Michael Moore s’engage toujours, lance des boutades, choisit souvent le rire pour mieux faire réagir. Un rire souvent jaune, jamais gratuit, qui met mal à l’aise surtout quand lors de savoureux échanges, l’interlocuteur, piégé par ses propres contradictions, déverse toute sa bile et se lance dans des explications effrayantes. Bowling For Columbine est une merveille de précision avec un énorme travail sur le montage. Le cheminement de la pensée est limpide, l’alternance interview – images d’archives d’une efficacité redoutable. Il montre l’insoutenable – l’enregistrement de la tuerie par des caméras vidéo, l’impact des balles sur le corps d’un survivant en fauteuil roulant – , mais ne fait jamais preuve de voyeurisme. Au contraire, il s’indigne contre ceux qui font de la détresse humaine un fonds de commerce. Tels des vautours assoiffés de sang, les membres de la National Rifle Association tiennent un meeting dans les villes en deuil après une tuerie inexpliquée. Dans un final en forme de cri d’indignation, de rage non refoulée, Michael Moore ose affronter en tête-à-tête l’acteur mythique Charlton Heston, président de cette association de porte-flingues à l’idéologie plus que douteuse. Piégé par cet interviewer d’abord débonnaire puis de plus en plus hargneux, le Moïse d’Hollywood bafouille, assène quelques justifications hasardeuses – pour lui, la cause du nombre de morts par armes à feu est le… métissage – et bat en retraite, pris à son propre jeu quand le réalisateur lui montre la photo d’une très jeune victime. Maîtrisé de bout en bout, Bowling for Columbine est un film essentiel pour comprendre la folie sécuritaire d’un pays traumatisé par les événements du 11 septembre et qui plonge, jour après jour, dans une paranoïa exploitée par les marchands du temple économique et médiatique.
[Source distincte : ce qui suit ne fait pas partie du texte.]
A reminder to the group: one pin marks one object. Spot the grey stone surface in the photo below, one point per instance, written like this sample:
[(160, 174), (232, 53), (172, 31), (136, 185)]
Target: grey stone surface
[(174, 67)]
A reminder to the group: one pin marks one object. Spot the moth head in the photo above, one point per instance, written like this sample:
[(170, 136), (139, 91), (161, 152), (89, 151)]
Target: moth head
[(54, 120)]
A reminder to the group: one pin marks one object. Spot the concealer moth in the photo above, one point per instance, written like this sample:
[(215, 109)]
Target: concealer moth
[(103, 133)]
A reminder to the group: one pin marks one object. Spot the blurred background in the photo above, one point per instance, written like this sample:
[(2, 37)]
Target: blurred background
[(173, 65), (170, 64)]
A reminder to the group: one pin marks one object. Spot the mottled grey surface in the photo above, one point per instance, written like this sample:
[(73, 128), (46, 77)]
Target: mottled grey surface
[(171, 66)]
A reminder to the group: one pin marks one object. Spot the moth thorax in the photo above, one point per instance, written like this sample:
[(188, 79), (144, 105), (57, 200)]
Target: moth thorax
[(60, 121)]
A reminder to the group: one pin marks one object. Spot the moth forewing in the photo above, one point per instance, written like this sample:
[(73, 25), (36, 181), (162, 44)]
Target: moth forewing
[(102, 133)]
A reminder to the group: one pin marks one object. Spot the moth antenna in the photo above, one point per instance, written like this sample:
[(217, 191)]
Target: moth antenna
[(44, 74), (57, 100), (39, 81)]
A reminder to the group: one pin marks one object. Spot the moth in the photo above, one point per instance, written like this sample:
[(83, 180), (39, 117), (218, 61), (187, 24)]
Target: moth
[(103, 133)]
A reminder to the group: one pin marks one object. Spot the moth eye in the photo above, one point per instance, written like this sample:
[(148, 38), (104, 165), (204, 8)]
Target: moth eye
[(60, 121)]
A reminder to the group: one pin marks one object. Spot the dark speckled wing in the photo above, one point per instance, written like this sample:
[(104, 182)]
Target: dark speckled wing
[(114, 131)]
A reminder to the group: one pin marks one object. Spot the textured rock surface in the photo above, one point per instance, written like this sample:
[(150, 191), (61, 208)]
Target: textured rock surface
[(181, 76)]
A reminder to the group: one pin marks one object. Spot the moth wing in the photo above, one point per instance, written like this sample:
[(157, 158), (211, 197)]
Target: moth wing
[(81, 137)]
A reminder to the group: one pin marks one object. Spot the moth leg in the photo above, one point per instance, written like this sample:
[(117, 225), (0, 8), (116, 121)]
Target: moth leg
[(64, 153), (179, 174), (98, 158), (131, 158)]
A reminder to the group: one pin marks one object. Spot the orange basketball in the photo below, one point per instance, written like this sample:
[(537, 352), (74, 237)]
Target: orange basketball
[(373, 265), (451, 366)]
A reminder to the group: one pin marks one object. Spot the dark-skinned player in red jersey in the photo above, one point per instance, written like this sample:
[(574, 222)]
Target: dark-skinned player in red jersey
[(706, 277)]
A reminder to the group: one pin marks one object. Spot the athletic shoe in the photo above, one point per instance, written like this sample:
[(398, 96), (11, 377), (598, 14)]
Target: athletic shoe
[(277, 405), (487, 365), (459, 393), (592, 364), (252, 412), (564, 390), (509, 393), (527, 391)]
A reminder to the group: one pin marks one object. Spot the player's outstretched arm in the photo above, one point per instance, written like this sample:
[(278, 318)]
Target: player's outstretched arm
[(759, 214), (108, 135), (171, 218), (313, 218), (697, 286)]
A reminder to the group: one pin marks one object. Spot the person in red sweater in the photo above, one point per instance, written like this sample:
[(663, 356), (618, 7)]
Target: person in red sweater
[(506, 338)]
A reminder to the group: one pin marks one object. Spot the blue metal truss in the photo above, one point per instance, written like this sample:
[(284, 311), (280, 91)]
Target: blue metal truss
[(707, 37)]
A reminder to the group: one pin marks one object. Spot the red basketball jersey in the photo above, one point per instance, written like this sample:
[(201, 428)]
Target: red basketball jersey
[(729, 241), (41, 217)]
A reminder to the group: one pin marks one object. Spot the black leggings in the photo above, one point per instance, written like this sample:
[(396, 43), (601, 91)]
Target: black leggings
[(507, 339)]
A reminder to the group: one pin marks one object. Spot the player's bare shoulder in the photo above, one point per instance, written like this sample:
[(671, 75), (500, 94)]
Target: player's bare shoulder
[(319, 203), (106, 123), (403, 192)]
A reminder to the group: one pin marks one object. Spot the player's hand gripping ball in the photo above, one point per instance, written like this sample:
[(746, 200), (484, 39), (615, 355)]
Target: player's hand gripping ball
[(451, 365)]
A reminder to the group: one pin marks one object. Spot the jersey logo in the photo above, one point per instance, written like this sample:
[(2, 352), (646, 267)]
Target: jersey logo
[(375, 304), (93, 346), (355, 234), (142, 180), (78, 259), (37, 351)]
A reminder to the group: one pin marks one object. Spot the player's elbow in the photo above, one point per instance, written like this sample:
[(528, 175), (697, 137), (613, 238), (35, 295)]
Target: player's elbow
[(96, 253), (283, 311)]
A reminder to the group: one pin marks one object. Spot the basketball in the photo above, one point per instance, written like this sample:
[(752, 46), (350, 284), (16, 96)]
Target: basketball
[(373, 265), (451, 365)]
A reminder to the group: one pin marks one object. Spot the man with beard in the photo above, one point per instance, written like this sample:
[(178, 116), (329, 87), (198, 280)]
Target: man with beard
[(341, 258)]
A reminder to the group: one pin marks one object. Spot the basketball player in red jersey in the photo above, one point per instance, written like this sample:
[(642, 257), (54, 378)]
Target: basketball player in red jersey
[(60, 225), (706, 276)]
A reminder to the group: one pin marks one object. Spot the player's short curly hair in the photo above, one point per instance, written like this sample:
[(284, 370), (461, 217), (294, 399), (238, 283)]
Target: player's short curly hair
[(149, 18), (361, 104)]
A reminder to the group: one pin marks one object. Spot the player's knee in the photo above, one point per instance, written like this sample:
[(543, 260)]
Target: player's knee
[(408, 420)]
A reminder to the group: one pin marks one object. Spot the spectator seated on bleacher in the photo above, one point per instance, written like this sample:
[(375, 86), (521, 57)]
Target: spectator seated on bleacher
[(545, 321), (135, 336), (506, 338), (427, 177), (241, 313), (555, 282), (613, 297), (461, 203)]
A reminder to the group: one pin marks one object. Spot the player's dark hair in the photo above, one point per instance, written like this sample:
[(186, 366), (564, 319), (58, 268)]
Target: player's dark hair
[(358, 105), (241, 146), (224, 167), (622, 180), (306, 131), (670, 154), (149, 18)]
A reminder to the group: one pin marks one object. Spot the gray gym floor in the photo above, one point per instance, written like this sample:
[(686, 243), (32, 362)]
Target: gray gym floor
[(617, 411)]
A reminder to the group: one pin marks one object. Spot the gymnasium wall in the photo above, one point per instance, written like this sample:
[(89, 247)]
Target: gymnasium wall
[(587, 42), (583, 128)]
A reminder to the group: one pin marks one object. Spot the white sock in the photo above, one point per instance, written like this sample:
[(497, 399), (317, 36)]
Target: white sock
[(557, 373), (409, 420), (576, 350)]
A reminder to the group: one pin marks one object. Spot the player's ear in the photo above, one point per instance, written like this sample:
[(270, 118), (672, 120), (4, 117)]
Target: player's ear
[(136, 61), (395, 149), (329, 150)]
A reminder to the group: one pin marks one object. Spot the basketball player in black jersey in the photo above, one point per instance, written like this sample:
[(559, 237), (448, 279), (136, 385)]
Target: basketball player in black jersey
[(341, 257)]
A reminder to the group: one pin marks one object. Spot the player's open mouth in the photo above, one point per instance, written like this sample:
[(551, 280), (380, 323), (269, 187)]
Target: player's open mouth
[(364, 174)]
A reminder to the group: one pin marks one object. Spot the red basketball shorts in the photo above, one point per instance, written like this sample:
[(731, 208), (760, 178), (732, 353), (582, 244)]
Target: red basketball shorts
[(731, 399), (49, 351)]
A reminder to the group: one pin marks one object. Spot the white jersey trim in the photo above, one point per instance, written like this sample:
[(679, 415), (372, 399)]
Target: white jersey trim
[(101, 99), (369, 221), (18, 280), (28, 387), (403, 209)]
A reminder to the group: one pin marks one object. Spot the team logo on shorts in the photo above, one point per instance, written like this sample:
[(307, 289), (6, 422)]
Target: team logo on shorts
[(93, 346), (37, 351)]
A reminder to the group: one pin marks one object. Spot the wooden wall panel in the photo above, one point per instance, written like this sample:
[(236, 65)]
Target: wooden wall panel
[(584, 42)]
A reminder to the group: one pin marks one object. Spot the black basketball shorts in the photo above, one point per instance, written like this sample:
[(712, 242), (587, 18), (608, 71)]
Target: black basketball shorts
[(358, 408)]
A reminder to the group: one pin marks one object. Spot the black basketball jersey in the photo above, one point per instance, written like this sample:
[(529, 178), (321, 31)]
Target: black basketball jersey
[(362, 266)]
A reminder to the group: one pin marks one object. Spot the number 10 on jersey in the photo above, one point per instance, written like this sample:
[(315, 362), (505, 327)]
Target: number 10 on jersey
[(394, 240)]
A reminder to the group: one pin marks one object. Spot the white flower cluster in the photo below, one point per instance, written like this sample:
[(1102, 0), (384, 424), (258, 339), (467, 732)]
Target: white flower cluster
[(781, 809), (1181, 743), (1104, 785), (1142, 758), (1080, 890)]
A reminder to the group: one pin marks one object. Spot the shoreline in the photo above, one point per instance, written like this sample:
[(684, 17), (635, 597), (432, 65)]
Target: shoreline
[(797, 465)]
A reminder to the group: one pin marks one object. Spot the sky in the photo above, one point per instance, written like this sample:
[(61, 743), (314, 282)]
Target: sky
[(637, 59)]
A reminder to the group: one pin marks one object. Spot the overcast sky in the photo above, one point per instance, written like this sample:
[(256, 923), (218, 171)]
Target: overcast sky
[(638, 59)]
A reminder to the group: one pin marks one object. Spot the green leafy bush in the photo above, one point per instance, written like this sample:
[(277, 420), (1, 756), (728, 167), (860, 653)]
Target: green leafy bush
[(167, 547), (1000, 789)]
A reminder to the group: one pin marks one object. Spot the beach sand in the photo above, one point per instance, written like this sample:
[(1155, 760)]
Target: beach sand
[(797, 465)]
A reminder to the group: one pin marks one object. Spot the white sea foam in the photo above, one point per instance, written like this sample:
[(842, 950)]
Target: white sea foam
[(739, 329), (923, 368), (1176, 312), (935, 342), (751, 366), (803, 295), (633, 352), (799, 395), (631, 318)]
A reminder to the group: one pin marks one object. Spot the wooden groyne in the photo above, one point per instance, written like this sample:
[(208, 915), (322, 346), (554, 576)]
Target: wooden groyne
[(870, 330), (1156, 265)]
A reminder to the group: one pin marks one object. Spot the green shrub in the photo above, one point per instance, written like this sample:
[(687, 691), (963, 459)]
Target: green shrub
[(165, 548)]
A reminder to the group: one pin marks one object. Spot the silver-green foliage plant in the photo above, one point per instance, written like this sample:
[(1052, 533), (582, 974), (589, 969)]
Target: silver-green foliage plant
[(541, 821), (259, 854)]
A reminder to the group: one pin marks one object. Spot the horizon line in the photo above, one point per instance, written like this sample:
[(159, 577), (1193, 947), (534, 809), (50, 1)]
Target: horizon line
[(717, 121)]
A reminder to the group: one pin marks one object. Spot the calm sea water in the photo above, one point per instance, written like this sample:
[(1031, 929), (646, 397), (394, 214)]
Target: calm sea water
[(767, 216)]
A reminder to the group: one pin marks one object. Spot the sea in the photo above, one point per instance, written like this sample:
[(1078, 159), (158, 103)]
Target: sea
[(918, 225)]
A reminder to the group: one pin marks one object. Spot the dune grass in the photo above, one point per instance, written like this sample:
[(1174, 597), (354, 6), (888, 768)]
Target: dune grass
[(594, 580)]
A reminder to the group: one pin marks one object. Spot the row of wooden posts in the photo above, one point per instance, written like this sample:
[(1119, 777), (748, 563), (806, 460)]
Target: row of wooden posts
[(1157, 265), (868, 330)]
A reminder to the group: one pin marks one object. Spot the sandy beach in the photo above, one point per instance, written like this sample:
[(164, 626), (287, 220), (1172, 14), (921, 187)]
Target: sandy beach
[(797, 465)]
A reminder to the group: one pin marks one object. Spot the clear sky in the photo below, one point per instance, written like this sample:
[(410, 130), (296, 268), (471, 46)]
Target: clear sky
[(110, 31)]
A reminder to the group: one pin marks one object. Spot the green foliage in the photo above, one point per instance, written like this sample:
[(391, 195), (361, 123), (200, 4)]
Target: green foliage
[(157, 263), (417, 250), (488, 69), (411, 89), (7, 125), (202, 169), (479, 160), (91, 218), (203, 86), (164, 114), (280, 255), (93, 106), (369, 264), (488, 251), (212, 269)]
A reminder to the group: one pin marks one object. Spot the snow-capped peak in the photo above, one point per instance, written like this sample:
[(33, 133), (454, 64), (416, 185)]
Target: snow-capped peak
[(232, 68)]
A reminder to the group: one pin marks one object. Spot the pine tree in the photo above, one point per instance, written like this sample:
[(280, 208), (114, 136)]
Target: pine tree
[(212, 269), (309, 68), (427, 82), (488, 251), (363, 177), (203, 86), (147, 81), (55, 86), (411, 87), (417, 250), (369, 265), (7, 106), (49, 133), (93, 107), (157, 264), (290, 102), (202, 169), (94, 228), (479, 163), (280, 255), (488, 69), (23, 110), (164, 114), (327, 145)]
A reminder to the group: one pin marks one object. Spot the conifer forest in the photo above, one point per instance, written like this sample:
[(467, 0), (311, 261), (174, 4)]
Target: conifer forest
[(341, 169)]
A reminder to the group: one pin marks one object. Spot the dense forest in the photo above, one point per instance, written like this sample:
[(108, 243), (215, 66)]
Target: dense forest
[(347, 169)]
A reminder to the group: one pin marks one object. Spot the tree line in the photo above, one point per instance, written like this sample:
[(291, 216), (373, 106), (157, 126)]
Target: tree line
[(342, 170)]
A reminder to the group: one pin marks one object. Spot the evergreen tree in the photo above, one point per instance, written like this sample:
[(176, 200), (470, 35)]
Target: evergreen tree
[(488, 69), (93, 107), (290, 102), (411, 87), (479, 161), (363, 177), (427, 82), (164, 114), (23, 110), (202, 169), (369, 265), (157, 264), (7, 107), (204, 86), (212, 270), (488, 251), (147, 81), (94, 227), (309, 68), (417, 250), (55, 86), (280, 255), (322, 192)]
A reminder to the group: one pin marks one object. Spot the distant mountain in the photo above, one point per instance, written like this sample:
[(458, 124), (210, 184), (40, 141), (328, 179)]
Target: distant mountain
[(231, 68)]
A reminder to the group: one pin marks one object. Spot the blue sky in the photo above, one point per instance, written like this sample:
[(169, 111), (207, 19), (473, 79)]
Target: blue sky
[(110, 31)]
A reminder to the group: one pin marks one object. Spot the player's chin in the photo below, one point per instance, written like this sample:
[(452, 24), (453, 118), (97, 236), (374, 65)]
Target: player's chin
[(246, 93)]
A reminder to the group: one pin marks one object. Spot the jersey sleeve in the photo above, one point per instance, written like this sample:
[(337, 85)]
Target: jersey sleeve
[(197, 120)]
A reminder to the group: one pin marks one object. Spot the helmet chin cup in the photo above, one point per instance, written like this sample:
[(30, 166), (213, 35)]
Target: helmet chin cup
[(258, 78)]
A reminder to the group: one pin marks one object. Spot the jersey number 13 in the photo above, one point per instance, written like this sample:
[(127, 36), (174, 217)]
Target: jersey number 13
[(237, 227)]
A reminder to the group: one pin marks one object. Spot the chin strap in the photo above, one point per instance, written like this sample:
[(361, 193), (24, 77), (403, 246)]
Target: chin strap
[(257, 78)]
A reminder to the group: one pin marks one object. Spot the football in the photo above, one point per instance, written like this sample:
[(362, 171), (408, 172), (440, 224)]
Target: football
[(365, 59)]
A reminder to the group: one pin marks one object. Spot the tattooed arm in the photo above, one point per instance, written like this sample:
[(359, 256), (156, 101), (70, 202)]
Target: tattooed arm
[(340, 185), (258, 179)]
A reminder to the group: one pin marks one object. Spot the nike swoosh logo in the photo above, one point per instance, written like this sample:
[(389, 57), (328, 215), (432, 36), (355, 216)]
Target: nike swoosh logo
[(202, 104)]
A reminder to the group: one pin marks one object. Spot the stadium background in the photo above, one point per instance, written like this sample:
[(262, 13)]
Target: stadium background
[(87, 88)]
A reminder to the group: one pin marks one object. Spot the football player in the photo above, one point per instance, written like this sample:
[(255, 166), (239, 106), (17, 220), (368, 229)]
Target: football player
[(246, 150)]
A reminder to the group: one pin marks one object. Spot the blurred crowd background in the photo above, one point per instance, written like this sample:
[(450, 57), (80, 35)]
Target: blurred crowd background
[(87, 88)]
Le prix du 55e anniversaire du Festival de Cannes est plus que mérité.

par Yannick Vély

En savoir plus

Le réalisateur Ancien ouvrier de General Motors, Michael Moore est devenu le poil à gratter n°1 des capitalistes américains. Révélé par un prix au Festival de Berlin pour son premier documentaire semi-autobiographique, Roger et moi en 1989, il devient le documentaliste n°1 aux Etats-Unis, le seul capable de tourner en ridicule les grands patrons du monde capitaliste. Dans The Big one, il mettait à jour la manipulation du PDG de Nike qui jouait la carte de l’homme cool, proche de ses employés américains tout en infligeant des cadence infernales à ses ouvriers asiatiques dans ses chaînes de fabrication délocalisées. Michael Moore a également écrit des essais polémiques. Son dernier ouvrage Stupid white men s’attaque à la personnalité du Président Bush. Auteur d’un unique film de fiction, Canadian bacon, Michael Moore présente à Cannes son dernier documentaire, Bowling For Columbine, du nom du lycée dans lequel Eric Harris et Dylan Klebold, deux lycéens, ont assassiné de sang froid douze élèves et un professeur.